Disclaimer. Statements in this article have not been evaluated by the Food and Drug Administration. This compound is not intended to diagnose, treat, cure, or prevent any disease. Sparta Labs sells research-use-only materials. Content is provided for educational and informational purposes only and does not constitute medical advice. Consult a qualified medical professional for any health concerns.

Frequently asked questions

  • What peer-reviewed research exists on retatrutide?

    The primary retatrutide literature includes a discovery and preclinical characterization paper in Cell Metabolism (2022), a cryo-electron microscopy structural study in Cell Discovery (2024), a phase 1b multiple-ascending-dose trial in The Lancet (2022), and phase 2 trials reported in the New England Journal of Medicine (2023), The Lancet (2023), and Nature Medicine (2024). This article summarizes each with attribution and methodology context.

  • Why is retatrutide described as a triple receptor agonist?

    Retatrutide (LY3437943) is reported to act as an agonist at three receptors: the GIP receptor, the GLP-1 receptor, and the glucagon receptor. A 2024 cryo-electron microscopy study in Cell Discovery resolved the compound bound to each of the three receptor complexes and described distinct binding geometries, providing atomic-resolution context for how one peptide engages all three targets.

  • What did the phase 2 obesity trial (Jastreboff et al., 2023) report?

    Jastreboff and colleagues reported a 48-week phase 2, randomized, double-blind, placebo-controlled trial in the New England Journal of Medicine in 2023. The authors reported statistically significant mean reductions in body weight from baseline across the retatrutide dose groups relative to placebo, with gastrointestinal adverse events the most frequently reported findings, consistent with the incretin-agonist class.

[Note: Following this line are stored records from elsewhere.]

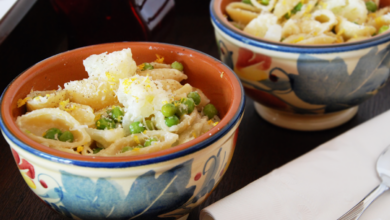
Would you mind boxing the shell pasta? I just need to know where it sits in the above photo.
[226,0,390,45]
[16,48,220,156]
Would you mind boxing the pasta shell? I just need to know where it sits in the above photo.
[226,2,261,25]
[59,101,95,126]
[65,78,119,110]
[26,90,67,111]
[95,131,179,156]
[156,110,199,134]
[137,68,188,82]
[16,108,91,151]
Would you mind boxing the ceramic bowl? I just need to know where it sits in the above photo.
[0,42,245,219]
[210,0,390,130]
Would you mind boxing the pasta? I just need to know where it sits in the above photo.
[226,0,390,44]
[16,48,220,156]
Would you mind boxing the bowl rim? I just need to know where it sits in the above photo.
[0,42,246,168]
[209,0,390,54]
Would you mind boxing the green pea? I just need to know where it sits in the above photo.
[291,2,303,14]
[378,25,389,34]
[145,120,154,130]
[203,104,218,119]
[43,128,62,140]
[58,131,74,142]
[366,1,378,12]
[165,115,180,127]
[121,145,144,153]
[144,137,158,147]
[121,146,133,153]
[171,61,183,71]
[142,63,154,70]
[96,118,115,130]
[259,0,269,5]
[92,147,103,154]
[130,121,145,134]
[110,106,124,123]
[187,91,200,105]
[161,103,177,117]
[183,98,195,114]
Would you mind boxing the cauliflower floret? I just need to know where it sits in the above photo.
[83,48,137,83]
[335,17,376,40]
[324,0,368,24]
[244,13,282,41]
[318,0,347,10]
[117,75,173,132]
[251,0,276,11]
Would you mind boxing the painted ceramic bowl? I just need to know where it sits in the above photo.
[210,0,390,130]
[0,43,245,219]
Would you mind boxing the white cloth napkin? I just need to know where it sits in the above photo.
[200,111,390,220]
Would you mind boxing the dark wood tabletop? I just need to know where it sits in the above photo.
[0,0,390,220]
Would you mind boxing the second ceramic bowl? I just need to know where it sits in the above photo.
[210,0,390,131]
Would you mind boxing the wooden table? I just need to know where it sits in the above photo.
[0,0,390,220]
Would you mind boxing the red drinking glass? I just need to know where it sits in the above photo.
[51,0,175,49]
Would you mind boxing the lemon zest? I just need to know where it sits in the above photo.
[138,63,145,70]
[155,54,164,63]
[134,135,141,144]
[17,97,31,108]
[59,99,76,112]
[292,36,305,43]
[76,146,84,153]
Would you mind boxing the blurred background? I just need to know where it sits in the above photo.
[0,0,218,91]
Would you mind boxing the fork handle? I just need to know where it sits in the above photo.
[337,183,389,220]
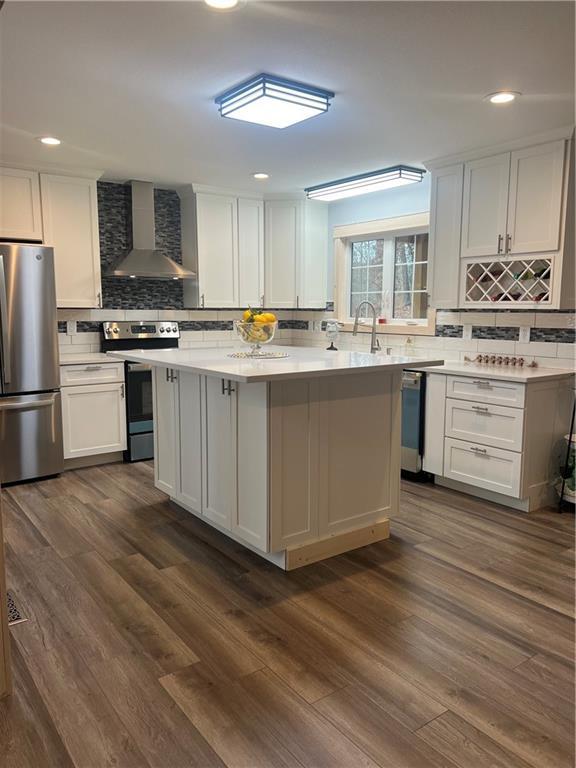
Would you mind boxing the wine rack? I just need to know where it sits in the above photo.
[465,259,552,305]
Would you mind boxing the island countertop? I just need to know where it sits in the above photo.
[107,346,444,383]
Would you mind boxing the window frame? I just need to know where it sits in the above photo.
[333,211,436,336]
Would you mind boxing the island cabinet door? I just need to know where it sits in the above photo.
[177,371,202,513]
[202,376,237,530]
[152,368,179,497]
[263,379,319,552]
[318,373,401,537]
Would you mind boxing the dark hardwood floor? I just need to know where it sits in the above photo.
[0,464,574,768]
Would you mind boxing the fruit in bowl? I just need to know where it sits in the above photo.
[234,308,278,356]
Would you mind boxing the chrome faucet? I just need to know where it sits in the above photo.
[352,301,380,354]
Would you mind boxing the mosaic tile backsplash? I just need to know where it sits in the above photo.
[98,181,184,309]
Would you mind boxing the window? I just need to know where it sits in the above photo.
[348,232,428,322]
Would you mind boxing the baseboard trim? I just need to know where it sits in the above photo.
[64,451,124,472]
[284,519,390,571]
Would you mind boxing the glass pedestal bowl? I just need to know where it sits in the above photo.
[234,320,278,357]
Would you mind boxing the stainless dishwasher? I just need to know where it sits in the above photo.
[400,371,426,477]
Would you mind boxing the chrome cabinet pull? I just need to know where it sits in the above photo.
[0,255,12,384]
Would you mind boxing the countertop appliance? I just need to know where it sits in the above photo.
[0,243,64,484]
[102,320,180,461]
[400,371,426,479]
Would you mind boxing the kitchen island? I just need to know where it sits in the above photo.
[109,347,442,570]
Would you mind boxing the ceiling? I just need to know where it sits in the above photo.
[0,0,574,192]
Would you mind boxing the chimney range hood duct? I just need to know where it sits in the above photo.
[107,181,196,280]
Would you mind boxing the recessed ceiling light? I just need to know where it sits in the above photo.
[215,73,334,128]
[204,0,239,11]
[38,136,62,147]
[304,165,426,202]
[486,91,520,104]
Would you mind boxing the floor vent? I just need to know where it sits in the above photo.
[6,592,28,627]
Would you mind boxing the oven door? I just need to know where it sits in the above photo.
[126,362,154,461]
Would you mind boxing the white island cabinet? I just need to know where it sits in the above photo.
[110,348,438,570]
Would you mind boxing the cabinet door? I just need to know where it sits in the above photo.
[152,368,179,497]
[196,194,238,307]
[0,168,42,242]
[40,174,102,307]
[264,200,302,309]
[237,198,264,307]
[508,141,565,253]
[460,152,510,257]
[178,371,202,512]
[297,201,328,309]
[62,383,126,459]
[202,376,235,530]
[429,163,464,309]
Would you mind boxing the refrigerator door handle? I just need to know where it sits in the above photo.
[0,395,56,411]
[0,254,12,384]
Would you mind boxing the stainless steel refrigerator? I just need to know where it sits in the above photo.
[0,243,64,484]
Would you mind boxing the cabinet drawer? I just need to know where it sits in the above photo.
[444,437,522,498]
[60,362,124,387]
[445,398,524,451]
[446,376,525,408]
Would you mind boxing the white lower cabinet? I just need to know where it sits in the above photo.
[202,376,238,529]
[444,438,521,496]
[62,382,126,459]
[424,371,572,511]
[153,368,180,496]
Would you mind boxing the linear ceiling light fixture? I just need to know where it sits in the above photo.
[305,165,426,201]
[215,73,334,128]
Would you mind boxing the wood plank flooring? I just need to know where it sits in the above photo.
[0,463,574,768]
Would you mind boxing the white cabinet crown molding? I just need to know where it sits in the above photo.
[423,125,574,170]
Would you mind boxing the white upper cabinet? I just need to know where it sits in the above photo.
[265,200,302,309]
[460,152,510,257]
[298,201,328,309]
[506,141,565,254]
[428,163,464,309]
[40,173,102,308]
[265,200,328,309]
[0,168,43,242]
[237,198,264,307]
[196,193,238,307]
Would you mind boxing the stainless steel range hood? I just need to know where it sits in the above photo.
[107,181,196,280]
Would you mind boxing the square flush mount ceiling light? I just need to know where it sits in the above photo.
[215,74,334,128]
[305,165,426,201]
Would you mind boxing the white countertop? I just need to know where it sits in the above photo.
[429,363,574,383]
[108,346,442,383]
[60,352,116,365]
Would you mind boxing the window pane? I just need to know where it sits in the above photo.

  • What did the retatrutide MASLD study examine?

    Sanyal and colleagues reported a phase 2a, randomized, placebo-controlled trial in adults with metabolic dysfunction-associated steatotic liver disease in Nature Medicine in 2024. The 98-participant trial used liver fat measured by MRI-PDFF as the primary endpoint at 24 weeks and reported statistically significant mean relative reductions in liver fat across retatrutide groups relative to placebo, which the authors characterized as hypothesis-generating.

  • Are phase 3 retatrutide trials published?

    A phase 3 program is registered on public trial registries under program names including TRIUMPH (obesity) and TRANSCEND (type 2 diabetes); NCT05929066 is one registered obesity trial. At the time of writing, pivotal phase 3 peer-reviewed publications were still emerging, so this article summarizes only the published preclinical, phase 1, and phase 2 literature.